Praise for A Pencil in His Pocket
“Once famous, now forgotten, the artist John Mulvany was feted throughout the United States in his own time. He came to national prominence as an artist in both Ireland and America in the second half of the nineteenth century. His Custer’s Last Rally and Battle of Aughrim encapsulate his remarkable cultural credentials. He was one of the first to go to the frontier, where he broke new ground as an artist. But there was more than a whiff of cordite around Mulvany. His involvement with Clan-na-Gael, and the dynamiting campaign in London, had deadly consequences. While a number of scandalous liaisons add to a fascinating life story in which art and politics, Irish and American, are deftly interwoven. This meticulously researched novel is an act of important cultural retrieval by his great grandniece, Anne Weber.”
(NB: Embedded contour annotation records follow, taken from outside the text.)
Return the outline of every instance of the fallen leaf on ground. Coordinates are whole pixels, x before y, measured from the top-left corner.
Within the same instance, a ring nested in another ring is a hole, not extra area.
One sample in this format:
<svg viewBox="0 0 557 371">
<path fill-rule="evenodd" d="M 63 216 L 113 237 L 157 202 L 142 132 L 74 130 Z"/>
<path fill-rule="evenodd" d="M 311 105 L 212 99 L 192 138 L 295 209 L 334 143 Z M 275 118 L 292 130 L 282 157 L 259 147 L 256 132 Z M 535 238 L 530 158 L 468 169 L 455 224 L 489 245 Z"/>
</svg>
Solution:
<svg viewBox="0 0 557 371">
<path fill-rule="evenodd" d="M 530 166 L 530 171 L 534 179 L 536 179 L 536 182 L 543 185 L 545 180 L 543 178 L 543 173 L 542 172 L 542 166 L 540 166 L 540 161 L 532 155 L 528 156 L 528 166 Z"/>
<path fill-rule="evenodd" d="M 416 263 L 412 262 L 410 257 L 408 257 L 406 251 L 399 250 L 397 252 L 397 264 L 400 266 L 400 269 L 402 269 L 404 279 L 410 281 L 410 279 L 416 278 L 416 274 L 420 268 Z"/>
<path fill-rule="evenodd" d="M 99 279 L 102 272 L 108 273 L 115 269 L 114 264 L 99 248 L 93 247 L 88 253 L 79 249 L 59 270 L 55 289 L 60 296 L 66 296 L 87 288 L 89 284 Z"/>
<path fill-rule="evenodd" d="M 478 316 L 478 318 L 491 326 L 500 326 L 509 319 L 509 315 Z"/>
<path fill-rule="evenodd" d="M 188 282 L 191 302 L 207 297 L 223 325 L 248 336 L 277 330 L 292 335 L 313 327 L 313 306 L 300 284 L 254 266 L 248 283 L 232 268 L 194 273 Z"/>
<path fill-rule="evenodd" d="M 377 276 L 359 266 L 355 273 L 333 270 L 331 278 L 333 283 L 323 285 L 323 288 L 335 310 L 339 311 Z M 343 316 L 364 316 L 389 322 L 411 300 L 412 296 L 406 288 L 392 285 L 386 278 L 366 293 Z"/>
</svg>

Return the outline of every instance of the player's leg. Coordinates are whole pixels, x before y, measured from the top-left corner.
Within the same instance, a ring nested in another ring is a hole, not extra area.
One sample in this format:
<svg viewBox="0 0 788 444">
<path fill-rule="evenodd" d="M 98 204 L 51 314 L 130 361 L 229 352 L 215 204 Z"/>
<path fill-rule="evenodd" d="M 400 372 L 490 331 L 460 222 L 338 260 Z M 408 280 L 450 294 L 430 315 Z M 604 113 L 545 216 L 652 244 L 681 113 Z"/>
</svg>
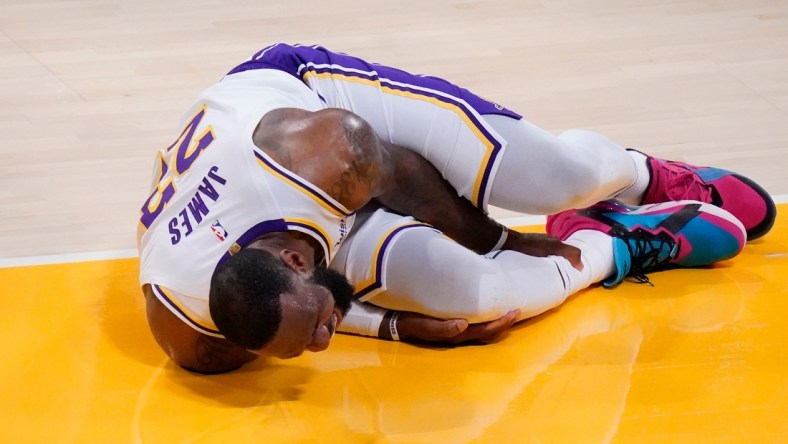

— Niamh O'Sullivan, Professor Emeritus of Visual Culture
“Anne Weber's beautifully rendered story is based on her research into John Mulvany, an ancestral family member whose lineage she has traced back to Ireland and his journey to New York City in the early 1800s. Weber's writing captures the mindset of a young man as he figures out how to make a scant living in the land of promise, and further, how to become the artist that he dreams himself to be. The reader is carried as though by magic through the landscape of Manhattan and Brooklyn, and even upstate in a character-building work experience young John undertakes on the Erie Canal. It is a riveting book that paints a portrait and brings to life both the people and the growing pains of a young nation.”